Pre-trade processing is a key part of the trade lifecycle. It can involve a large number of steps and processes, from credit assessment, compliance checking, capital allocation, liquidity assessment, as well as the actual trade negotiation, or order routing, trade affirmation and confirmation.

Recent studies have shown that incorrect trade booking is a primary source of settlement failure. Common processing and functionality in the pre-trade cycle will enhance market efficiency, reduce costs and facilitate compliance with downstream regulatory obligations such as accurate transaction reporting.

The CDM was originally developed to alleviate post-trade issues. It is clear however, that the CDM could equally be used to alleviate many of the problems occurring during pre-trade processing, which in turn can prevent those post-trade issues which are actually caused by sub-optimal pre-trade processing. The CDM not only provides workflows that can be used for trade execution, but also provides definitions for initial discovery and distribution of asset availability vis-á-vis broker demands. The use of the CDM in the pre- and post-trade workflow results in the standardisation of the full trade lifecycle starting from trade inception through to transaction reporting and ongoing collateral management.

Figure 1: Workflow of a typical securities lending trade negotiation.

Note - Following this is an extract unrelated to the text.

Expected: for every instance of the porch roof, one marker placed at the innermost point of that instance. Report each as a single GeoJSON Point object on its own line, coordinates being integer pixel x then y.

Firms are now using these definitions in production, proving that the CDM is not restricted to post trade. It is a true end-to-end standard that can be used across the industry. As recent market outages have taught us, the use of common standards for pre- and post-trade functions enhance an institution’s resilience during severe market disruption by enabling firms to more effectively redeploy functionality to other solutions and/or providers that use the same standard.